We often don’t notice that we are in conflict because we are so used to being in this place that it feels normal. We say things like "they are always like that" or "you just have to live with it". The reality is that we have become desensitized and have often stopped noticing that we are being hurt.
Having noticed, if we want to do something new we have to find some courage – this requires a focussed effort to get through our fear. It is easier for many of us to avoid difficult situations, we are not at ease with the feelings that arise in what we imagine will be scary situations and so we tend to retreat from them.

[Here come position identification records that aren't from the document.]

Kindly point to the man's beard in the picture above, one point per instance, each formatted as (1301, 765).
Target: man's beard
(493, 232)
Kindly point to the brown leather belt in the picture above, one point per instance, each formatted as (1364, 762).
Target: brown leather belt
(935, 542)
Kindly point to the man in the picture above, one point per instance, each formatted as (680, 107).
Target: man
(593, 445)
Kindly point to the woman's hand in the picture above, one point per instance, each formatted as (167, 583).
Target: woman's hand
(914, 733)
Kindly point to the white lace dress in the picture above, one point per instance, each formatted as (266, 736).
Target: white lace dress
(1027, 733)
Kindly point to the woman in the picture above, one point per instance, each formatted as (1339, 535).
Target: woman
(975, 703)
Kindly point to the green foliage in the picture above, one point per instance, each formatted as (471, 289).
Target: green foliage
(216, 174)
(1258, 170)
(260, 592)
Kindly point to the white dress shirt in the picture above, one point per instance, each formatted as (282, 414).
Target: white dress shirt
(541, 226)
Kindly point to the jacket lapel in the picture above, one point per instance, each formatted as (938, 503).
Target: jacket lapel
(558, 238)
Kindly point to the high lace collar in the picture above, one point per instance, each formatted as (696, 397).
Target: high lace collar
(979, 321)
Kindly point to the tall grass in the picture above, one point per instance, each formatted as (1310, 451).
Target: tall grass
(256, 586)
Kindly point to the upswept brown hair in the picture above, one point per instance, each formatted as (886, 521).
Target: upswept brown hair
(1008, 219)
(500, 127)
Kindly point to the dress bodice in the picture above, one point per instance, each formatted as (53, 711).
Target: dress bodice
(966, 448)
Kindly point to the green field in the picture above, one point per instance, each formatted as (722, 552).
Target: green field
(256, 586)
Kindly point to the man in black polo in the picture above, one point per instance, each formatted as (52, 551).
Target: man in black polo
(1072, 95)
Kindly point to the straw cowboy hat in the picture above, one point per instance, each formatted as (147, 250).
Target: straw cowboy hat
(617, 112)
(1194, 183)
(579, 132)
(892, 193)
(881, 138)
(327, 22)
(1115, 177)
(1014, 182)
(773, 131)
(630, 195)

It is easy to read these words, but to contemplate taking a new action in a difficult situation we need something that supports us in moving towards the thing we want to run away from. We need to find an underlying desire in ourselves to try and make a positive intervention, to find a genuine place where we want things to move in a healthier direction. Getting at this place can be really tough if we are feeling hurt or humiliated by earlier events because what we may actually want is revenge rather than reconciliation.
We want the other person to know that they have hurt us and we want them to experience the same thing or worse. So we have to grapple with this as well as our fear of getting hurt.
I haven’t yet come across an easy method for achieving this change from negative to positive thinking, as a mediator I often find myself supporting people through this process– it can feel like helping John and Lucy to see that there is a human being in front of them not just a monster.
In trying to write about this topic I have a desire to offer a neat sequence of steps, a solution – do this and everything will be okay. Unfortunately I dont think that such a thing exists. Instead I offer a range of questions, some of which may help:
Trying to answer questions of this type sometimes helps me to change my perspective on a situation. If that occurs it can free me to act in a different manner – hopefully one that is more useful for both me and anyone with whom I am in conflict.
This transition allows me to get closer to the best scenario outcome rather than the worst. It is also about finding ways of being less afraid of conflict and treating conflict as something that is natural and inevitable.
If we manage to think differently about conflict it becomes neither good nor bad, just something that is present in our lives. If we accept this possibility, we can then focus on how we interact with conflict and whether this interaction leads to constructive outcomes.
A healthy and productive school (or any other organisation or group) is one with plenty of conflict that is being dealt with well by people who are open to the gifts that it can offer. It is one where people manage to step beyond their fears to a place where there is compassion, creativity and readiness to learn.